Vous vous brossez les dents. Votre application vous félicite. «Parfaitement propres!» Votre sonnette, intelligente elle aussi, laisse entendre un bruit. Vos capsules de café viennent de vous être livrées. Votre machine, sur le point d’en manquer, en a commandé pour vous. Pendant ce temps, votre robot domestique numéro un s’applique à nettoyer les coins poussiéreux de votre sous-sol. Le second, à l’extérieur, taille élégamment votre gazon. Pas besoin de vous inquiéter pour le chat. Son distributeur automatique lui a servi la quantité de croquettes recommandée.

Vous n’habitez pas une maison, vous vivez une expérience. Mais justement, dans notre maison, est-ce qu’on rêve d’évoluer dans un tel environnement hypersensoriel interactif ou est-ce qu’on souhaite simplement avoir la paix? C’est la question qu’Ygal Bendavid se pose. Spécialisé dans l’internet des objets, le professeur au Département de management et technologie de l’ESG-UQAM travaille depuis des années sur les environnements connectés. C’est d’ailleurs le mot clé qu’il utilise pour définir la maison du futur: «hyperconnectée».

Pour «technicuriens» seulement?

Car les avancées technologiques nous arrivent à un rythme effréné.

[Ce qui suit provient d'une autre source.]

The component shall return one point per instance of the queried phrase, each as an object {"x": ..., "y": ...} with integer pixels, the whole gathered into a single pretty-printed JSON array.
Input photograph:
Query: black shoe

Le scénario décrit dans l’introduction est de plus en plus commun. Dans les demeures très cossues, ces technologies font partie du quotidien. La plupart nécessite encore la touche humaine: les cuisinières connectées au wi-fi offrant à la fois la cuisson par induction, au gaz et sous vide, par exemple. Que décrit avec passion Pierre Renaud, ambassadeur pour la marque Signature Kitchen Suite. Vous devez préparer un souper pour vos amis, des foodies confirmés? Facile, dit-il. «Sur le moniteur, vous choisissez la recette, vous sélectionnez l’appareil à utiliser (four, cuisinière, etc.) et vous appuyez sur le bouton de mise en marche. Tout est alors calculé pour vous: le temps de cuisson, la température, etc.»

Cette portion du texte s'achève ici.